Os Centros Comerciais são uma realidade em Portugal há três décadas. No final dos anos 80, recém-admitido à Comunidade Económica Europeia, e propulsionado por um maior poder de compra, o país estava ávido de ter acesso a produtos e serviços até então escassos ou inexistentes. A oferta de retalho na altura apresentava-se pouco atrativa, ineficiente e, em muitos casos, apenas sustentada graças a uma Lei de Arrendamento que garantia rendas baixas e eternas, pois os contratos não tinham término.

É neste contexto que surgem os Centros Comerciais: espaços modernos, climatizados, com oferta ampla e variada, estacionamento à porta e horários alargados, que se coadunavam com a “vida moderna” e as mudanças de hábitos dos consumidores.

Os consumidores aderiram massivamente (a título de exemplo, no primeiro ano de operação, o Centro Colombo recebeu mais de 40 milhões de visitantes – quatro vezes a população do país inteiro) e os retalhistas também: os conjuntos comerciais foram a porta de entrada em Portugal de muitas cadeias estrangeiras, e a oportunidade de expansão para inúmeros grupos de retalho nacionais, sobretudo face às dificuldades de se estabelecerem no centro das cidades.

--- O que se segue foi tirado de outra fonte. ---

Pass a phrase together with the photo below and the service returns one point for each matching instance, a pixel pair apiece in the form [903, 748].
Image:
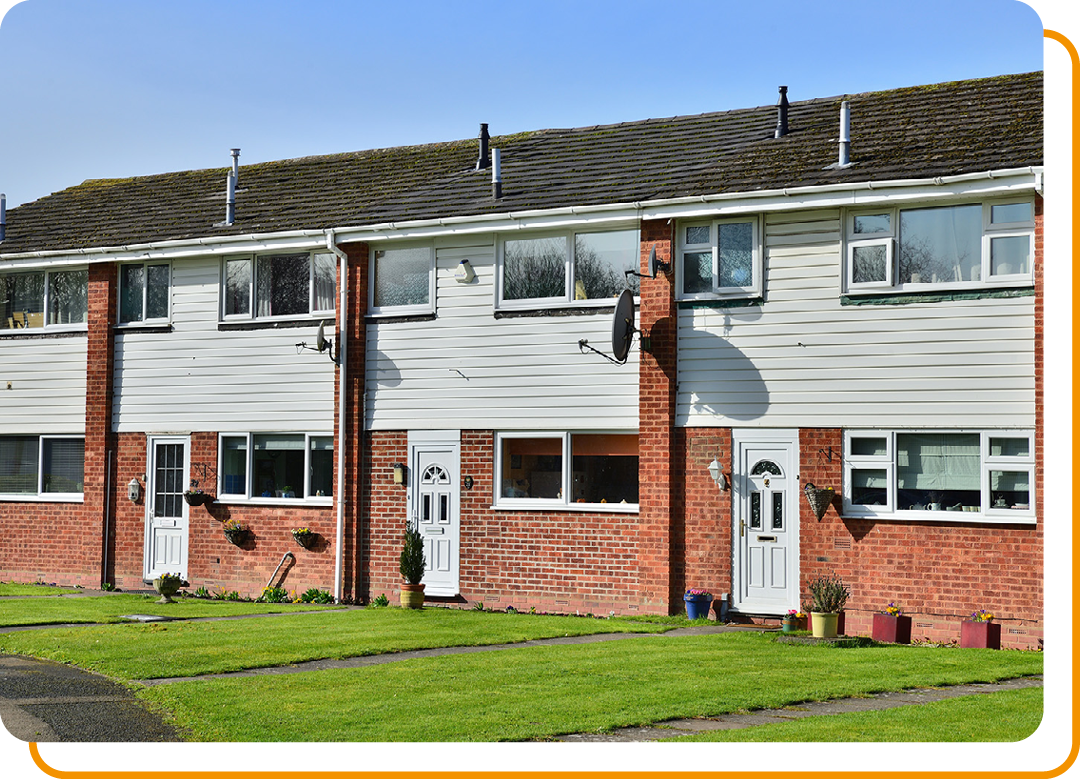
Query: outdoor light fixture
[717, 473]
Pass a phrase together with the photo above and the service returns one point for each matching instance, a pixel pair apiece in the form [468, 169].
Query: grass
[524, 694]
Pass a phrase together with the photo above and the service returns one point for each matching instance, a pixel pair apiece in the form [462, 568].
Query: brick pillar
[352, 439]
[97, 552]
[1053, 417]
[657, 377]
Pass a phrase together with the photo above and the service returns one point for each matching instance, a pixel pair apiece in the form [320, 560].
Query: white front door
[435, 498]
[166, 513]
[766, 521]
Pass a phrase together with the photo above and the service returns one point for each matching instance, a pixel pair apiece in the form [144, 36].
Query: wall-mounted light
[717, 473]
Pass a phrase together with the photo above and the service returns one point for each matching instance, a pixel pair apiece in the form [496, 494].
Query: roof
[920, 132]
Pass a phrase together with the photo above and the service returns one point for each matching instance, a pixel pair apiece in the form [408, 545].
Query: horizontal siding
[48, 379]
[197, 378]
[469, 370]
[804, 360]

Ao longo do tempo, construíram-se 120 Centros Comerciais no país e Ilhas, totalizando 3,8 milhões de metros quadrados, para contentamento de todos: consumidores, comerciantes e proprietários.

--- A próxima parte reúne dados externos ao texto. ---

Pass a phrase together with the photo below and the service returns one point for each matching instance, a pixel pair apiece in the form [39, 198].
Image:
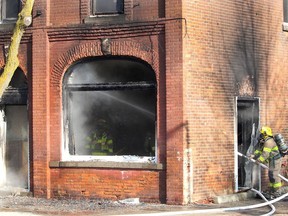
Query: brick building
[183, 84]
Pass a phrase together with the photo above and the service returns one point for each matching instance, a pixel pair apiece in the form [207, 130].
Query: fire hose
[225, 210]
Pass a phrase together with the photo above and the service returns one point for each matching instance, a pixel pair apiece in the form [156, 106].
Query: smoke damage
[110, 108]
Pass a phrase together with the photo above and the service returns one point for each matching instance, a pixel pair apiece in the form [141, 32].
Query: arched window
[109, 109]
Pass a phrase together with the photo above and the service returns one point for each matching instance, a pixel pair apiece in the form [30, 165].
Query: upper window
[9, 10]
[107, 7]
[109, 110]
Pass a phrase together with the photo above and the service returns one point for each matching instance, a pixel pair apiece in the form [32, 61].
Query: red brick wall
[229, 41]
[106, 184]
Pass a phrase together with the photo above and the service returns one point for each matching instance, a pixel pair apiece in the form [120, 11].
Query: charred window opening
[107, 7]
[247, 127]
[9, 10]
[110, 108]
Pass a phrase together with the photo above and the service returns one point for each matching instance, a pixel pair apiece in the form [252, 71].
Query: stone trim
[93, 49]
[110, 165]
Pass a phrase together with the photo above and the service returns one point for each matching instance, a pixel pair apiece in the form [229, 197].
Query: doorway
[14, 146]
[247, 123]
[14, 142]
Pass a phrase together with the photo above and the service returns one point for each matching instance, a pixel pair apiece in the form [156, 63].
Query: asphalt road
[13, 206]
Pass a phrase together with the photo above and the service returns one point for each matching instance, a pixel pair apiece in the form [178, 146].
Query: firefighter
[267, 152]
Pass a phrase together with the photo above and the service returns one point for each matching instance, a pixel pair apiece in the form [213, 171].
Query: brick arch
[124, 48]
[20, 66]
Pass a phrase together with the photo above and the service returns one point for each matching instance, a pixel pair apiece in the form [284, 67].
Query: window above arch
[109, 108]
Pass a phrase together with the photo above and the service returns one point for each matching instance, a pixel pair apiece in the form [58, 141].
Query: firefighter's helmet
[266, 131]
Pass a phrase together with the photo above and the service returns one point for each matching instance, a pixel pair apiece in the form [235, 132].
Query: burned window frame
[3, 15]
[118, 11]
[67, 89]
[285, 11]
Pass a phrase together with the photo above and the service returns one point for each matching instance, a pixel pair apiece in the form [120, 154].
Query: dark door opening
[14, 144]
[247, 127]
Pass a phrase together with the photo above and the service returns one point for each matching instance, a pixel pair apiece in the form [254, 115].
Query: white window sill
[115, 18]
[102, 164]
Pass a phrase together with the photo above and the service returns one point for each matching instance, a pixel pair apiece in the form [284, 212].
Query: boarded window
[9, 10]
[110, 108]
[107, 7]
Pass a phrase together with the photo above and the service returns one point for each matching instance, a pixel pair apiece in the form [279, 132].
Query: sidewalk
[29, 206]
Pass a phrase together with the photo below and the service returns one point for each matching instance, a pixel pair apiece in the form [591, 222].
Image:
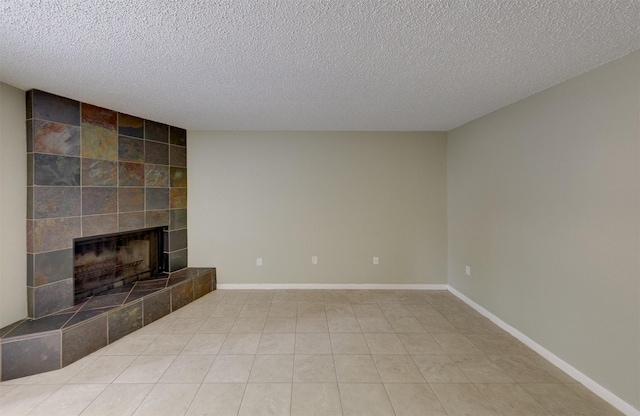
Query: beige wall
[544, 206]
[13, 200]
[342, 196]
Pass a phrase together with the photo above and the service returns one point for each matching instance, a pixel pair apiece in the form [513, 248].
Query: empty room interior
[393, 208]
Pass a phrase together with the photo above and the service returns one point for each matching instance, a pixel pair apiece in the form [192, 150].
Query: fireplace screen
[106, 262]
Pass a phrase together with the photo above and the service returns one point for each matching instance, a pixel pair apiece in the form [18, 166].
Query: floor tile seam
[488, 399]
[44, 399]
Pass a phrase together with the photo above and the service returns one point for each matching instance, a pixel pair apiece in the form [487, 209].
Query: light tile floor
[309, 352]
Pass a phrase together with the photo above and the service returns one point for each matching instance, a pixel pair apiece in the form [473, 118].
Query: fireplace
[106, 262]
[94, 172]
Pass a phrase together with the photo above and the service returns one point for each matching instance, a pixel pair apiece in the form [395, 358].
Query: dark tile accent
[182, 274]
[30, 169]
[29, 136]
[99, 200]
[120, 289]
[99, 116]
[85, 315]
[156, 176]
[202, 285]
[131, 174]
[130, 199]
[157, 153]
[173, 281]
[30, 270]
[133, 296]
[130, 149]
[156, 131]
[156, 306]
[130, 125]
[177, 240]
[83, 339]
[53, 233]
[99, 224]
[56, 170]
[99, 142]
[178, 156]
[104, 301]
[157, 198]
[178, 136]
[96, 172]
[56, 201]
[43, 354]
[60, 139]
[130, 221]
[157, 218]
[181, 295]
[29, 202]
[52, 298]
[52, 266]
[55, 108]
[124, 321]
[150, 284]
[30, 236]
[177, 260]
[4, 331]
[35, 326]
[30, 302]
[177, 219]
[178, 198]
[178, 177]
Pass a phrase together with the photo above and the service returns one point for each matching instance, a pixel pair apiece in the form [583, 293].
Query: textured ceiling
[305, 64]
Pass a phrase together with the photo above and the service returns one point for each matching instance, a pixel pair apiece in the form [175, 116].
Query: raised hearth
[33, 346]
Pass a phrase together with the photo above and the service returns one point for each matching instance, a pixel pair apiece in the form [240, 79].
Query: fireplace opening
[105, 262]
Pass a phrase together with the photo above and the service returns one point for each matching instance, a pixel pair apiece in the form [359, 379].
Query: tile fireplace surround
[94, 171]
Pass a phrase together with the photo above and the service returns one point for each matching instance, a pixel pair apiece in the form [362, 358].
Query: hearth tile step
[30, 327]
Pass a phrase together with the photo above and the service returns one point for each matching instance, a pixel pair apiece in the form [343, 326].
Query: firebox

Nestes 30 anos, a indústria foi-se aperfeiçoando, mas o fator de sucesso mais importante manteve-se: a forma como os centros são geridos.

Em troca da remuneração mensal paga pelo lojista, o proprietário responsabiliza-se pela gestão do conjunto e pela segurança, limpeza e manutenção, assim como pelo marketing – quanto mais potenciais consumidores a entidade gestora conseguir atrair ao Centro, mais as hipóteses de as lojas conseguirem vendas. Sendo que o poder de atração advém do conjunto de lojas, serviços e fatores de conforto, e é maior que a soma das partes.

É neste contexto que entra o conceito da renda variável. Regra geral, a remuneração do proprietário é composta por um elemento fixo (ou “remuneração mínima mensal”), e uma renda variável, que é uma percentagem sobre as vendas brutas (sem IVA) da loja e uma espécie de ‘pequeno prémio’ para o proprietário por ter proporcionado ao lojista condições para que este vendesse mais do que o mínimo estabelecido. O lojista paga, no entanto, apenas a diferença positiva entre o valor que resulta da aplicação da percentagem e a remuneração mensal mínima. A percentagem em si varia enormemente, de acordo com o setor de atividade e as respetivas margens habituais do negócio: um grande lojista com margens baixas poderá pagar apenas 2% sobre as vendas, enquanto que uma tabacaria poderá pagar 12%.

O Contrato de Utilização de Loja em Centro Comercial é utilizado em todos os Centros Comerciais. Trata-se de um contrato entre entidades privadas, não tipificado na lei, e comumente aceite há 30 anos. A duração do contrato também varia consoante o utilizador: um cinema ou loja-âncora, com investimento inicial avultado, beneficiará de um contrato de dez ou 15 anos, mas uma loja-satélite normalmente de seis. A renovação não é automática, mas regra geral é negociada, dando às partes a possibilidade de ajustar a remuneração mínima, ou de rescindir se assim desejam.

Os Centros Comerciais são, assim, entidades dinâmicas, em que uma gestão profissional e proativa consegue acrescentar muito valor, através do aumento de visitantes e vendas (e, por conseguinte, de rendas) mas também através da remodelação e/ou expansão, de que existem inúmeros exemplos bem conseguidos em Portugal.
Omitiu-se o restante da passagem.